Oxidative stress response and NRF2 signaling pathway in autism spectrum disorder

Abstract

The prevalence of autism spectrum disorder (ASD), a neurodevelopmental disorder characterized by impairments in social communication and restricted/repetitive behavioral patterns, has increased significantly over the past few decades. The etiology of ASD involves a highly complex interplay of genetic, neurobiological, and environmental factors, contributing to significant heterogeneity in its clinical phenotype. In the evolving landscape of ASD research, increasing evidence suggests that oxidative stress, resulting from both intrinsic and extrinsic factors, may be a crucial pathophysiological driver in ASD, influencing neurodevelopmental processes that underlie behavioral abnormalities. Elevated levels of oxidative stress biomarkers, including lipid peroxides, protein oxidation products, and DNA damage markers, alongside deficient antioxidant enzyme activity, have been consistently linked to ASD. This may be attributed to dysregulated activity of nuclear factor erythroid 2-related factor 2 (NRF2), a pivotal transcription factor that maintains cellular redox homeostasis by orchestrating the expression of genes involved in antioxidant defenses. Here, we summarize the converging evidence that redox imbalance in ASD may result from NRF2 dysregulation, leading to reduced expression of its target genes. We also highlight the most promising antioxidant compounds under investigation, which may restore NRF2 activity and ameliorate ASD behavioral symptoms.

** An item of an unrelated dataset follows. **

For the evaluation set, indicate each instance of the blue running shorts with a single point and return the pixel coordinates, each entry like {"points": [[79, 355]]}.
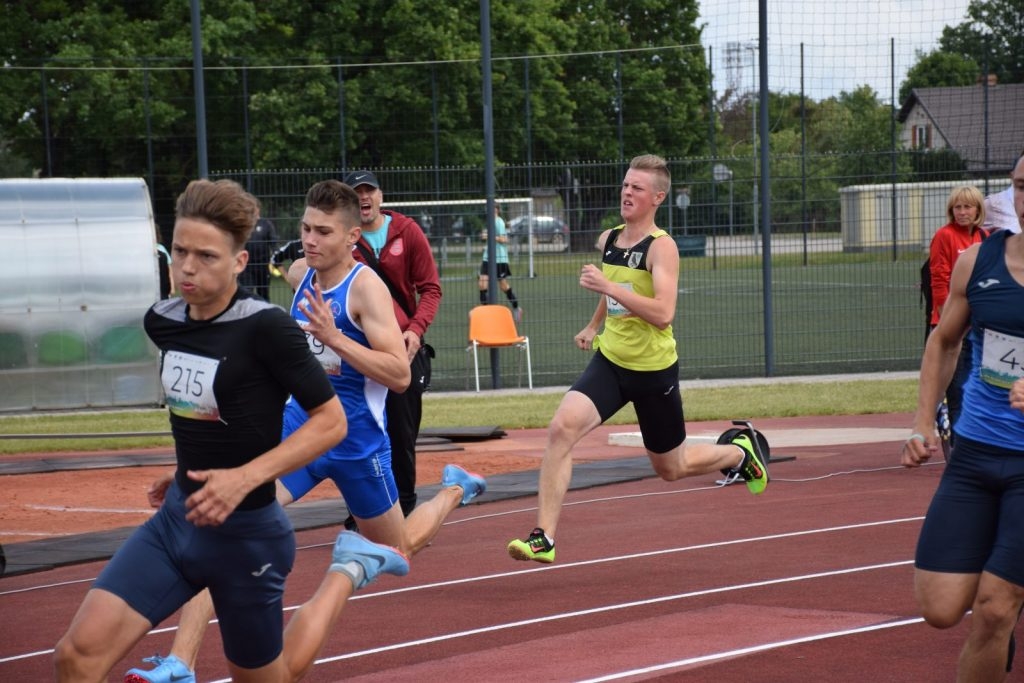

Keywords: Antioxidants; Autism; Inflammation; NRF2; Oxidative stress.

Fig. 1

Oxidative stress in the context of autism spectrum disorder. The figure depicts a shift from physiological ROS levels, essential for normal redox signaling, to excessive concentrations that promote cellular damage. Endogenous sources of ROS include mitochondrial oxidative phosphorylation, NADPH oxidases, oxidative enzymes, peroxisomal activity, and endoplasmic reticulum stress, alongside environmental factors, such as xenobiotic exposure. Increased levels of ROS, such as hydrogen peroxide (H₂O₂), superoxide (O₂•^-), and hydroxyl radicals (•OH), can cause oxidative damage to lipids, proteins, and DNA, affecting cellular homeostasis and neurodevelopment. These redox alterations are also associated with inflammatory activity at both systemic and brain levels. Overall, these processes impair neuronal and synaptic function, cause changes in dendritic spine density, and affect synaptic pruning. Together, these converging events contribute to the pathophysiology of autism spectrum disorder.

Fig. 2

Canonical and non-canonical regulation of NRF2 stability and activity. Under homeostatic conditions, NRF2 is constitutively ubiquitinated by the KEAP1–CUL3–RBX1 E3 ligase complex and degraded via the proteasome. Oxidative or electrophilic stress modifies reactive cysteines on KEAP1, impairing NRF2 ubiquitination and allowing its nuclear translocation. Instead of KEAP1, NRF2 can also be regulated through GSK-3β–mediated phosphorylation, which targets NRF2 for β-TrCP–dependent ubiquitination via the CUL1–RBX1 complex. Likewise, phosphorylation by kinases such as AMPK, CK2, and PKC enhances NRF2 stability and promotes its nuclear accumulation. In the nucleus, NRF2 heterodimerizes with small Maf proteins and binds to AREs, inducing transcription of cytoprotective genes including HO-1, NQO1, SOD, CAT, and enzymes involved in glutathione synthesis and the pentose phosphate pathway (e.g., GCLC, GCLM, G6PD, 6PGD, ME1, IDH1). These pathways collectively orchestrate adaptive responses to maintain cellular redox homeostasis.